My respect for the Frankfurt School rested largely on its insightful critique of positivism, which was the dominant philosophical fad in
American universities and social theory (so-called “sociology”) in the
1940s and 1950s, and on its various insights into Hegelian philosophy.
Today, these valuable contributions are far outweighed by the ease with
which the Frankfurt School’s work has fostered postmodern views in the
United States and Germany and by the extent to which its products,
especially Adorno’s writings, have become academic commodities.
[101] Nor does a verbal paradox that contrasts seemingly related but opposing
ideas, or colorful expressions of alterity, constitute a dialectic in the sense
in which I have discussed it here, however much it seems to resemble formulations in Hegel and the best of Marx. Adorno’s provocative endeavors of this kind often turn out to be little more than that — provocations.

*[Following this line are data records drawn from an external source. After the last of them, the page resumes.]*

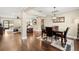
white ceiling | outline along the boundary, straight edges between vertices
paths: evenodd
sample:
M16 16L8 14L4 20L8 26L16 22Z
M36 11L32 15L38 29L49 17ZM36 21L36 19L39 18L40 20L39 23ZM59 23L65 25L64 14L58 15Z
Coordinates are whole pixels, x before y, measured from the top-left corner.
M53 7L36 7L34 9L46 15L52 14L52 11L54 10ZM79 7L56 7L56 10L57 10L56 13L60 14L60 13L65 13L69 11L79 10Z
M23 7L0 7L0 16L18 16Z
M27 11L27 7L0 7L0 15L18 16L21 11ZM53 11L53 7L32 7L29 9L37 10L43 14L49 15ZM56 7L57 13L64 13L72 10L79 10L79 7Z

[102] Presented by the IKD’s Auslands Kommitee (Committee Abroad), this
huge document long predated *Socialisme ou Barbarie*. The ideas that it ad
vanced, however, are moot today. Extrapolating Hitler’s seeming war
aims of the early 1940s — to reduce industrialized Western European
countries to mere satellites of German capital and to agrarianize and
depopulate the East — to the world at large, this theory of imperialism
(and barbarism) argued that deindustrialization would be exported to
undeveloped countries, and not, as old Marxist theories of imperialism
had assumed in the prewar period, capital.
[103] Nor did we, by the late 1940s, regard the workers’ movement — indeed,
“workers’ councils” or “workers’ control of industry” — as revolutionary,
especially with the sequelae of the great strike movements of the late
1940s, which directly affected my own life as a worker.
[104] The notion of an “instinct for freedom,” touted by many radical theorists,
is a sheer oxymoron. The compelling, indeed necessitarian character of
instinct makes it the very antithesis of freedom, whose liberating dimensions are grounded in choice and self-consciousness.